Search billions of records on Ancestry.com
   

The Independent

Missing millions caused fall of my House of Usher, claims man with hotdog stand

By Robert Verkaik, Legal Affairs Correspondent

04 April 2001

From Stuart Usher's hotdog stand on the A68 near the Scottish border, he has a clear view of his family's once-vast estates where he spent his childhood. He always expected that one day he would return to his ancestral seat near Jedburgh and claim his inheritance at the House of Usher.

But when the family finally lost control of its fortunes in 1994 he fell spectacularly from riches to rags. Last week 60-year-old Mr Usher began his legal fight to reclaim his lost wealth, which he says includes a hotel once owned by Sir Richard Branson.

In what is believed to be the biggest lawsuit in Scottish legal history Mr Usher has issued a £365m summons against the law firm that managed the family trust. He claims the Edinburgh solicitors Brodies were negligent by failing in their duty of care to the beneficiaries of the trusts.

Mr Usher now sells hotdogs to passing motorists who stop to admire the views from the Cheviot Hills after crossing the border. In recent years he has also worked as barman and taxi driver. Home is no longer a grand country estate but a three-bedroom "hovel" just a few miles from his former ancestral home. "I don't even own the hotdog stand," Mr Usher said yesterday. "It belongs to a woman I work for."

At the turn of the century, the Ushers were among Scotland's richest families, with houses set in thousands of prime acres in Perthshire, Lothian and the Borders. Stuart Usher fondly remembers his childhood and as a young man living with his father next to the main house on the Wells Estate near Jedburgh.

"I was free to roam the 7,000 acres and used to walk for miles. I also loved to hunt and I was a fanatical fisherman. Even later when I grew up I was put in charge of the cows. I always lived a very comfortable and privileged life."

But in 1962 his uncle, Sir Stuart Usher, the head of the family, died and the estate was "dissolved" because his two sons had Down's syndrome and lacked capacity to manage the estate. Sir Robert Usher, the younger of the two brothers, died in 1994 and the remnants of the House of Usher were dispersed among the family. In 1995, Stuart Usher returned from South Africa, where he had set up a builders' manufacturing business, to claim his share. But he said he discovered that over the years the estates had been run down and, he says, "mismanaged".
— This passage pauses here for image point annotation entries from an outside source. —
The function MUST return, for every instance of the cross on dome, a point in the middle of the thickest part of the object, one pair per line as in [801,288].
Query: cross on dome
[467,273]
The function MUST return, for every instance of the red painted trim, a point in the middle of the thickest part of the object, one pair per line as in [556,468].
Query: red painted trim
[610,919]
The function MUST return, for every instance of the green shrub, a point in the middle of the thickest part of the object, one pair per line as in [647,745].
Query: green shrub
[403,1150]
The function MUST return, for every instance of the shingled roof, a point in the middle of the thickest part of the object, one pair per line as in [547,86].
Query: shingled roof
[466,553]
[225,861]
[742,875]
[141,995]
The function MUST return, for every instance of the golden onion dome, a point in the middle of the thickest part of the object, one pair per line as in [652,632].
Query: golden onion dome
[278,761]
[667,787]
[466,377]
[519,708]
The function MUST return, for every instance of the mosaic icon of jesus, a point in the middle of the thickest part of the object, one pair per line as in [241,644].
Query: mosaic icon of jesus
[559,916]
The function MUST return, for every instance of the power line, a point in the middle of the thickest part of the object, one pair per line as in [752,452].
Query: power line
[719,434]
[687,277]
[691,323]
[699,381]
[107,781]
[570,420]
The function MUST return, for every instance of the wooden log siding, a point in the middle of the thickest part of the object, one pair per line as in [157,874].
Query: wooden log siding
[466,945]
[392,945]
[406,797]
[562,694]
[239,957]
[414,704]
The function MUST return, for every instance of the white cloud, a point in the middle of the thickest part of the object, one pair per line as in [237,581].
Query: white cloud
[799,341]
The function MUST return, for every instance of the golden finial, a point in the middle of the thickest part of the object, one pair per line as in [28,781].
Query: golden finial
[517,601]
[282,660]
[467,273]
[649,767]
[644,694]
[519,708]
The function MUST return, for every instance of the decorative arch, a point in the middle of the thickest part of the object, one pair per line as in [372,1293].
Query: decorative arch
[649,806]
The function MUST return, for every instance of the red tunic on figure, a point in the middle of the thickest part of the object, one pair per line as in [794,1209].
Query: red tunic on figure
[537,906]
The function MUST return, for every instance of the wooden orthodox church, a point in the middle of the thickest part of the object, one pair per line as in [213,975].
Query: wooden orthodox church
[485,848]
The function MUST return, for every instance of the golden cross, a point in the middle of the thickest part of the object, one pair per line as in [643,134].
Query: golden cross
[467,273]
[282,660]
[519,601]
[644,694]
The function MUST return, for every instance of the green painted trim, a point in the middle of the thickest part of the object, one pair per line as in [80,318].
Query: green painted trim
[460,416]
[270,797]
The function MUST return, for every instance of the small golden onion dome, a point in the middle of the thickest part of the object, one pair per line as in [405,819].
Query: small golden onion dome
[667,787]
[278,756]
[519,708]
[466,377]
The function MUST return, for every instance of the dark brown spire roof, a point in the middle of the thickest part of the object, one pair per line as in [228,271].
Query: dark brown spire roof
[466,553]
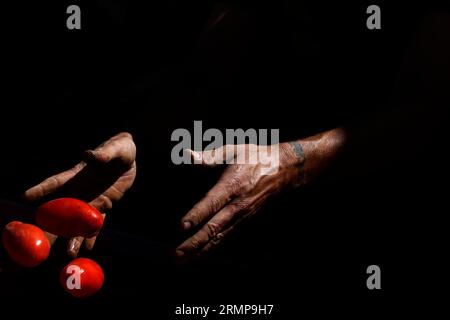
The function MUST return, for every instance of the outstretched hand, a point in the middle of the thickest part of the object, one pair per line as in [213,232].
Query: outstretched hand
[101,179]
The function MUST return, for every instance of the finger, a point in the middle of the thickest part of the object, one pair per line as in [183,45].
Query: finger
[74,245]
[51,237]
[214,157]
[52,184]
[119,147]
[102,203]
[90,242]
[214,200]
[211,231]
[211,245]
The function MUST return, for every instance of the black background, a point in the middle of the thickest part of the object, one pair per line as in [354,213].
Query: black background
[151,68]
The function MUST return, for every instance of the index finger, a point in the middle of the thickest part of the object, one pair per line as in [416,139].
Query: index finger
[214,201]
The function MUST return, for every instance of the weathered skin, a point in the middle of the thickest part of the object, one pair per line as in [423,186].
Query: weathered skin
[101,179]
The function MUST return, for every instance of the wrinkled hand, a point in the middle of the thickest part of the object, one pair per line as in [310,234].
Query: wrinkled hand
[101,179]
[241,191]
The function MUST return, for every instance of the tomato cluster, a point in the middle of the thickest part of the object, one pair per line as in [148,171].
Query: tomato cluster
[28,246]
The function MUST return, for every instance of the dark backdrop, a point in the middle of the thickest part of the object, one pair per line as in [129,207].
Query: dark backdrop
[151,68]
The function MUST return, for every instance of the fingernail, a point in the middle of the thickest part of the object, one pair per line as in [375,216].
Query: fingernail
[186,225]
[179,253]
[196,156]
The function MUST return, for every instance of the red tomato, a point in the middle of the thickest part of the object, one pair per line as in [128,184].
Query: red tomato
[82,277]
[69,217]
[26,244]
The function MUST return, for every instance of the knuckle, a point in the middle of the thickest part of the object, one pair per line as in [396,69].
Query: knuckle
[212,229]
[239,205]
[195,243]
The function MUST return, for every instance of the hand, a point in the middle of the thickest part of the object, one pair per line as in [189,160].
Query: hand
[241,191]
[101,179]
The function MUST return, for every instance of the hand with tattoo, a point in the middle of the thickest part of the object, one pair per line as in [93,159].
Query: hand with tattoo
[101,179]
[244,188]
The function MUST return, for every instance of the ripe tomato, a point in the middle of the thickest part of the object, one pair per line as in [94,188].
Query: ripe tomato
[26,244]
[82,277]
[69,217]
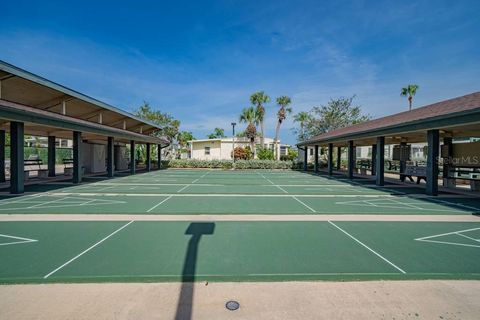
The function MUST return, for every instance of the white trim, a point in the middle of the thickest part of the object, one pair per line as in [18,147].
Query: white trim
[88,249]
[368,248]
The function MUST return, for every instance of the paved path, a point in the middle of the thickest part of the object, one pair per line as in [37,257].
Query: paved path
[270,300]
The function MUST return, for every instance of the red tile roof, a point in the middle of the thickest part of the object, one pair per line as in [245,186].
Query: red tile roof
[447,107]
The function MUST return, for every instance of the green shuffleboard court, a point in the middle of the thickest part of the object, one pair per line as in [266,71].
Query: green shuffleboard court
[236,251]
[174,192]
[189,225]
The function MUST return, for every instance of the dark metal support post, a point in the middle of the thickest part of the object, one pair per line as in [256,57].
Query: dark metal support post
[373,166]
[148,160]
[339,158]
[17,174]
[110,157]
[351,159]
[330,159]
[2,156]
[305,159]
[432,162]
[380,162]
[403,163]
[132,157]
[51,156]
[159,156]
[77,156]
[448,142]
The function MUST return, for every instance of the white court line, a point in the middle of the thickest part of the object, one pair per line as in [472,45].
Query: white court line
[46,202]
[21,199]
[90,248]
[367,247]
[268,180]
[201,177]
[452,243]
[304,204]
[465,236]
[23,240]
[184,188]
[456,204]
[446,234]
[253,195]
[164,200]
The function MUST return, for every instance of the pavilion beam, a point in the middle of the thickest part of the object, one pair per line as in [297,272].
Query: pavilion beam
[403,163]
[110,158]
[351,159]
[447,182]
[339,158]
[2,156]
[433,140]
[380,162]
[373,165]
[17,173]
[77,156]
[159,155]
[315,163]
[148,160]
[305,159]
[51,156]
[132,157]
[330,159]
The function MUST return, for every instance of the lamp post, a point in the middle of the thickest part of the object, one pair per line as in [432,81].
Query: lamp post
[233,141]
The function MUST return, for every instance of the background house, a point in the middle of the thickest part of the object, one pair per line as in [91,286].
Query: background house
[221,148]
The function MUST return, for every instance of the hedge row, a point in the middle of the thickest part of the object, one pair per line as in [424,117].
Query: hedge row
[228,164]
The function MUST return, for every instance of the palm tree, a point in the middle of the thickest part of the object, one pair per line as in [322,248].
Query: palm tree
[409,91]
[302,118]
[283,102]
[248,116]
[258,99]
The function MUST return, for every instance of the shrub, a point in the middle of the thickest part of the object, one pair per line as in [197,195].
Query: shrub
[290,156]
[265,154]
[263,164]
[228,164]
[242,153]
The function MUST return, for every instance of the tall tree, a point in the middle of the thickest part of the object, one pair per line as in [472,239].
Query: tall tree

Mackenzie and Black, incorporated in the Seventies into Brodies, were appointed trustees of the Usher trusts in 1911. Mr Usher claims that between 1911 and 1933, about £1.2m in cash, property and securities was paid into the trust.

The summons, issued on Mr Usher's behalf, says the trust was generating an income of £70,000 a year by 1928. It says the present value of identified trust assets would be £110m, capable of producing an income of £8m a year. But, says the summons, between 1911 and 1998, family members received only £3m.

Mr Usher is using the Human Rights Act 1998 to argue that Brodies owed a duty of care to the beneficiaries. He is being backed by two Scottish businessmen in whose names he has assigned the legal action. Yesterday a spokesman for Brodies denounced the claims as "utter rubbish". He said they were part of a fantasy Mr Usher had no hope of fulfilling. "Not one of his complaints against the firm [to the Law Society and Ombudsman] have been sustained," he added.

The Usher family was particularly popular in Edinburgh in the first half of the 20th century after Sir Robert Usher, known as the Whisky King, built a warehouse in the city to hold 25 million bottles of his liquor. When he died in 1933, he left £10,000 to Edinburgh Royal Infirmary and farms and estates in West Lothian and the Borders. The family also gave Edinburgh the Usher Hall.